Josiah Trotter

No. 45 – Tampa Bay Buccaneers
- Position: Linebacker
- Roster status: Active

Personal information
- Born: April 15, 2005 (age 21) Hainesport Township, New Jersey, U.S.
- Listed height: 6 ft 2 in (1.88 m)
- Listed weight: 237 lb (108 kg)

Career information
- High school: St. Joseph's Prep (Philadelphia, Pennsylvania)
- College: West Virginia (2023–2024); Missouri (2025);
- NFL draft: 2026: 2nd round, 46th overall pick

Career history
- Tampa Bay Buccaneers (2026–present);

Awards and highlights
- First-team All-SEC (2025); Big 12 Defensive Freshman of the Year (2024);

Career NFL statistics as of Week 1, 2026
- Total tackles: 24
- Sacks: 1
- Pass deflections: 1
- Interceptions: 1
- Defensive touchdowns: 1
- Stats at Pro Football Reference

= Josiah Trotter =

American football player (born 2005)

Josiah Trotter (born April 15, 2005) is an American professional football linebacker for the Tampa Bay Buccaneers of the National Football League (NFL).

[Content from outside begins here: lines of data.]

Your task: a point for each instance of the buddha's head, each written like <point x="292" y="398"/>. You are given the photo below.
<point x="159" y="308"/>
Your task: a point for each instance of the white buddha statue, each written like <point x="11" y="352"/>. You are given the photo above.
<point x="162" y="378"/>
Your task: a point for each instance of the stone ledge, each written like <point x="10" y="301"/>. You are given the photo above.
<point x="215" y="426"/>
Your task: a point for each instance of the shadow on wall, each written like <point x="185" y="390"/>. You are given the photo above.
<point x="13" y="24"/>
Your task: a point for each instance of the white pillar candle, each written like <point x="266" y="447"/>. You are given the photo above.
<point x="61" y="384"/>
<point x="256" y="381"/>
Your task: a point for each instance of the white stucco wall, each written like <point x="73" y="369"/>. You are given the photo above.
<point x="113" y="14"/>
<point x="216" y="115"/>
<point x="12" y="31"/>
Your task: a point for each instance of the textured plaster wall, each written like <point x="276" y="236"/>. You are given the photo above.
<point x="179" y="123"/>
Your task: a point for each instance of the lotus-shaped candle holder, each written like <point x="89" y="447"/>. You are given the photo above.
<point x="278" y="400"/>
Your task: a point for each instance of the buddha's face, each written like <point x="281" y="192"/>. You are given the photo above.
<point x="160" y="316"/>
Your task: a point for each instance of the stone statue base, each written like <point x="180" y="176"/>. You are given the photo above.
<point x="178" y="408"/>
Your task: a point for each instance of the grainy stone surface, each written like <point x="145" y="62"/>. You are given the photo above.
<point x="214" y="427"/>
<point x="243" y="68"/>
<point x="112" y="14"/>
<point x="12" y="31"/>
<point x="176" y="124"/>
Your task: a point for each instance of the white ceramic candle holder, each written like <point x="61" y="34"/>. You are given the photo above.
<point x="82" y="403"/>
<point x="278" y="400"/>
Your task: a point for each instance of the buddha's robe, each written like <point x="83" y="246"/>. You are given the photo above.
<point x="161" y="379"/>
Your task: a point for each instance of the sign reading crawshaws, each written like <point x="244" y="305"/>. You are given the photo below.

He previously played college football for the West Virginia Mountaineers and the Missouri Tigers and was selected by the Buccaneers in the second round of the 2026 NFL draft.

==Early life==
Trotter attended St. Joseph's Preparatory School in Philadelphia, Pennsylvania, where he was a standout in football. He earned an invite to the All-American Bowl in San Antonio, Texas. Trotter was rated as a four-star recruit and held offers from schools such as Clemson, Notre Dame, Ohio State, Oregon, Penn State, South Carolina, Virginia Tech, and West Virginia. Ultimately, Trotter committed to play college football for the West Virginia Mountaineers.

==College career==
=== West Virginia ===
Trotter took a redshirt in 2023 due to a knee injury. In week 6 of the 2024 season, he recorded his first career interception off of quarterback Alan Bowman in a win over Oklahoma State. In week eight, Trotter notched four tackles in a win over Arizona. He appeared in 12 games in 2024, notching 92 tackles with four being for a loss, half a sack, three pass deflections, and an interception. Trotter was named a semifinalist for the Shaun Alexander Freshman of the Year Award, as well as being named the Big 12 Conference Defensive Freshman of the Year. After the season, Trotter entered his name into the NCAA transfer portal.

=== Missouri ===
On December 16, 2024, Trotter announced that he would transfer to Missouri.

==Professional career==

Trotter was selected by the Tampa Bay Buccaneers in the second round as the 46th overall pick in the 2026 NFL draft.

In his NFL debut, he registered 11 total tackles, a sack, a pass deflection, and an interception returned for a touchdown in the 33-27 loss to the Cincinnati Bengals. Despite the loss, he became the first NFL rookie to have a sack and pick-six in their debut as well as the first Tampa Bay player ever to have a pick-six in their NFL debut.

Pre-draft measurables
| Height | Weight | Arm length | Hand span | Wingspan | Bench press |
| 6 ft 1+7⁄8 in (1.88 m) | 237 lb (108 kg) | 32+1⁄4 in (0.82 m) | 10+1⁄4 in (0.26 m) | 6 ft 5+3⁄8 in (1.97 m) | 27 reps |
All values from NFL Combine

==Career statistics==

Legend
| Bold | Career high |

===NFL===

====Regular season====

Year: Team; Games; Tackles; Interceptions; Fumbles
GP: GS; Cmb; Solo; Ast; Sck; TFL; QBH; Int; Yds; TD; PD; FF; FR; Yds; TD
2026: TAM; 2; 1; 24; 10; 14; 1.0; 2; 1; 1; 38; 1; 1; 0; 0; 0; 0
Career: 2; 1; 24; 10; 14; 1.0; 2; 1; 1; 38; 1; 1; 0; 0; 0; 0

==Personal life==
Trotter is the son of former NFL linebacker Jeremiah Trotter, and is the brother of current NFL linebacker Jeremiah Trotter Jr.